Saturday, July 25, 2009

Boston: O Ya

Having spent a very enjoyable day wandering around Boston, we convened with our foodie friends David & Ra'ed for a late (9 pm) dinner at O Ya, perhaps the most acclaimed new restaurant in Boston. We stopped off for a preprandial appetite sharpener at No. 9 Park, just a block from our hotel, where we enjoyed delicious cocktails and a few nuts with the gregarious and hospitable bartender. (He was extremely accommodating when Ra'ed's glass of pinot gris proved to be corked..for the first time in my experience, the color of the wine was OK but there was a distinct odor and flavor of cork. It appears to have been a bad batch). Indeed, we were enjoying ourselves so much it was hard to tear ourselves away but we finally managed to.

It was a short, but not terribly scenic, walk through the deserted Boston financial district until we finally found O Ya at the edge of downtown. Ra'ed's iPhone served us well in step by step navigation.

Once inside, we were promptly seated at four corner stools at the bar. The restaurant is very small...only about 10 tables plus about another dozen seats or so at the bar. Properly positioned, we had a direct view of the chefs who, sushi-bar style, put together most of the menu.

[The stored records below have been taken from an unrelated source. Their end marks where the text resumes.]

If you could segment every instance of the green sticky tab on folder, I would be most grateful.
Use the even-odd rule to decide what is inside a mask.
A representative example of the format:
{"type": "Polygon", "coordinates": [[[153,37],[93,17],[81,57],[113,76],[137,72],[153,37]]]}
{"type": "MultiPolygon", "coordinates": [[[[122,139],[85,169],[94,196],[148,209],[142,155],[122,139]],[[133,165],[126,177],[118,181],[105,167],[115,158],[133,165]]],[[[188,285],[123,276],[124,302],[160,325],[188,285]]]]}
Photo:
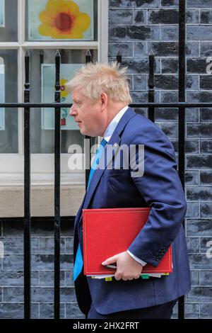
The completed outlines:
{"type": "Polygon", "coordinates": [[[141,274],[141,276],[142,278],[149,278],[148,274],[141,274]]]}

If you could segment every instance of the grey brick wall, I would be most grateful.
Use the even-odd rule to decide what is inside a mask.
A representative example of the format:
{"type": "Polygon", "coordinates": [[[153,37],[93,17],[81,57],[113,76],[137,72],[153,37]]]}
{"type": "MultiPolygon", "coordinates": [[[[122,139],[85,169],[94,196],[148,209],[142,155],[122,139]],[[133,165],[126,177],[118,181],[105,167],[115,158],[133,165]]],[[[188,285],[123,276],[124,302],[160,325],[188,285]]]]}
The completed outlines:
{"type": "MultiPolygon", "coordinates": [[[[187,100],[212,101],[212,0],[187,1],[187,100]]],[[[109,60],[118,50],[129,66],[134,102],[147,101],[148,55],[155,55],[155,100],[177,101],[178,0],[110,0],[109,60]]],[[[138,112],[146,114],[145,109],[138,112]]],[[[206,255],[212,241],[211,109],[186,112],[186,232],[192,289],[186,298],[187,318],[212,317],[212,259],[206,255]],[[210,169],[211,168],[211,169],[210,169]]],[[[157,109],[156,123],[173,143],[177,155],[177,110],[157,109]]],[[[23,317],[23,225],[0,220],[0,318],[23,317]]],[[[54,226],[33,222],[32,317],[54,316],[54,226]]],[[[73,228],[62,224],[61,239],[61,317],[83,317],[72,279],[73,228]]],[[[177,316],[177,307],[173,317],[177,316]]]]}
{"type": "MultiPolygon", "coordinates": [[[[148,101],[148,56],[155,56],[155,101],[178,98],[178,0],[110,0],[109,60],[119,50],[129,66],[134,102],[148,101]]],[[[212,102],[212,1],[187,1],[187,101],[212,102]]],[[[138,111],[146,114],[142,109],[138,111]]],[[[186,110],[186,232],[192,288],[186,297],[187,318],[212,317],[212,111],[186,110]]],[[[168,136],[177,157],[177,109],[157,109],[155,122],[168,136]]],[[[177,307],[173,317],[177,317],[177,307]]]]}
{"type": "MultiPolygon", "coordinates": [[[[83,318],[73,281],[73,222],[61,233],[61,317],[83,318]]],[[[23,228],[17,220],[0,220],[0,318],[23,317],[23,228]]],[[[32,221],[32,318],[54,318],[54,225],[32,221]]]]}

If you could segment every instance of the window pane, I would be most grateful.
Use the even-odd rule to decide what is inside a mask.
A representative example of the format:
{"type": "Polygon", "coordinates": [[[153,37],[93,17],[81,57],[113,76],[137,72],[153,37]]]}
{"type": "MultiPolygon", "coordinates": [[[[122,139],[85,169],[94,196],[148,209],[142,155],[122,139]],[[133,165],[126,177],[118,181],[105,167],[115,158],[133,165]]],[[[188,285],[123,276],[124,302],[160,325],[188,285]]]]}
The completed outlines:
{"type": "MultiPolygon", "coordinates": [[[[81,64],[85,62],[86,50],[61,50],[61,64],[62,69],[65,65],[70,68],[70,64],[81,64]]],[[[30,101],[32,102],[54,102],[55,67],[55,50],[30,50],[30,101]],[[48,66],[47,66],[48,65],[48,66]],[[47,71],[47,69],[48,71],[47,71]],[[47,80],[47,78],[48,80],[47,80]],[[47,86],[45,85],[48,84],[47,86]],[[45,94],[44,94],[45,91],[45,94]]],[[[97,61],[96,50],[92,51],[93,60],[97,61]]],[[[66,67],[64,67],[66,69],[66,67]]],[[[69,69],[68,69],[68,72],[69,69]]],[[[61,85],[66,79],[70,79],[70,73],[61,74],[61,85]]],[[[66,96],[65,91],[61,92],[61,101],[70,102],[70,96],[66,96]]],[[[30,113],[31,152],[33,153],[54,153],[54,109],[32,108],[30,113]],[[49,113],[48,113],[49,112],[49,113]],[[51,117],[52,113],[52,117],[51,117]],[[45,118],[46,117],[46,118],[45,118]]],[[[83,138],[76,128],[72,128],[69,115],[69,110],[61,109],[61,118],[66,119],[66,123],[61,119],[61,152],[67,153],[70,145],[78,144],[83,148],[83,138]],[[64,113],[66,115],[64,115],[64,113]],[[70,129],[70,126],[71,128],[70,129]]],[[[74,123],[76,126],[76,124],[74,123]]]]}
{"type": "Polygon", "coordinates": [[[18,41],[18,1],[0,0],[0,42],[18,41]]]}
{"type": "MultiPolygon", "coordinates": [[[[1,91],[0,98],[4,99],[5,102],[17,103],[16,50],[0,50],[0,71],[1,73],[0,74],[1,91]],[[4,84],[4,86],[1,84],[4,84]],[[4,91],[4,93],[2,91],[4,91]]],[[[4,112],[4,109],[1,108],[0,110],[1,124],[3,125],[0,127],[0,153],[18,153],[18,109],[6,108],[4,112]]]]}
{"type": "Polygon", "coordinates": [[[95,40],[95,0],[28,0],[26,40],[95,40]]]}

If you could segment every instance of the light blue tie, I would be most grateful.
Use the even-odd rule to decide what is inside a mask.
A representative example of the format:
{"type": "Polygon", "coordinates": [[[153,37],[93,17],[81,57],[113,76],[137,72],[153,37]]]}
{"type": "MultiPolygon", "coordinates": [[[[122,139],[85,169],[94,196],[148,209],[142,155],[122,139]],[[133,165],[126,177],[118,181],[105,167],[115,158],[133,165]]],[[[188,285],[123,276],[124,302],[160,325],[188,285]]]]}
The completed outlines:
{"type": "MultiPolygon", "coordinates": [[[[90,171],[89,174],[89,178],[88,178],[88,187],[87,187],[87,191],[88,189],[88,187],[90,184],[91,179],[93,176],[94,171],[97,168],[97,166],[98,165],[100,162],[100,159],[102,154],[102,152],[104,151],[105,147],[107,145],[107,141],[106,140],[102,139],[101,141],[101,143],[99,146],[99,148],[96,151],[96,155],[95,157],[93,163],[92,164],[90,171]]],[[[75,259],[75,263],[74,263],[74,266],[73,266],[73,281],[75,281],[76,279],[78,278],[79,274],[81,273],[82,269],[83,269],[83,259],[82,256],[82,253],[81,250],[81,247],[80,244],[78,244],[78,249],[77,249],[77,252],[76,252],[76,259],[75,259]]]]}

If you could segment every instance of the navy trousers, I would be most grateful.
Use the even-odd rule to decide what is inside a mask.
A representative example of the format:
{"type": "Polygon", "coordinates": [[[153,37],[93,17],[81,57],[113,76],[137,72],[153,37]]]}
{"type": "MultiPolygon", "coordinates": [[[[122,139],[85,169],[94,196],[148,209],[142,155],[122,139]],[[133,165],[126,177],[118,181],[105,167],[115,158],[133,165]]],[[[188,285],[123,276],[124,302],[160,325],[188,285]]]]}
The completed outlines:
{"type": "Polygon", "coordinates": [[[92,303],[86,319],[170,319],[172,310],[177,300],[142,309],[129,310],[109,315],[100,315],[97,312],[92,303]]]}

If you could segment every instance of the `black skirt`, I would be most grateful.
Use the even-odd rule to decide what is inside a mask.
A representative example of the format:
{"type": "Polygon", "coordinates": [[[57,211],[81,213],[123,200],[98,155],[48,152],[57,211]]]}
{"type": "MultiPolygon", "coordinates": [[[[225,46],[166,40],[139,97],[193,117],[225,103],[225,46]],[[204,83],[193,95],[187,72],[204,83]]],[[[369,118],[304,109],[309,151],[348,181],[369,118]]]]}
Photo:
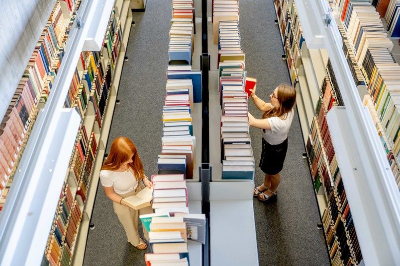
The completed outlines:
{"type": "Polygon", "coordinates": [[[288,138],[277,145],[272,145],[263,138],[263,150],[260,168],[267,175],[276,175],[282,170],[288,150],[288,138]]]}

Well, once again I had neglected to bring my reading glasses and my only real complaint was that the small type on the menu (necessary to cover the large number of possible options) and rather dim lighting made choosing difficult. Too difficult, frankly, so I opted for the omakase menu in which David (always a fan of tasting menus) was happy to join me. Michael and Ra'ed, being either more finicky or less sight-impaired, decided to pick their own courses.

What a meal we had! Easily the most memorable since we last ate at Alinea, and maybe before. The tasting menu was a LONG procession of courses, not quite as overwhelming as Alinea, and certainly not as "out there" in the tastes and techniques. Just delicious, wonderful food, probably 14 or 15 small tastes, each more delicious than the rest. I won't bother to try to single out any of them individually; in fact I really can't remember the specifics (although what I can only describe as a potato chip laced with truffle oil did wow all four of us). Just an extraordinary meal. With dinner we started with a bottle of Trimbach Pinot Gris ($46) which went so well with the wide variety of food that we stuck with it. Michael and Ra'ed, who were at the far end and perhaps not paying close attention, or maybe in a food stupor, were amazed that no matter how much they drank, the bottle never seemed to run out. (I kept reordering...we went through 3 bottles, not bad considering how little Ra'ed drinks. Of course we were there for close to 3 hours).

The cost of this extravaganza: $415 including tax and tip. Expensive, yes, but I would do it again any time we happen to be in Boston. It was one of the best high-end food experiences we have ever had, and if any $400 dinner can be said to be a bargain, this one was.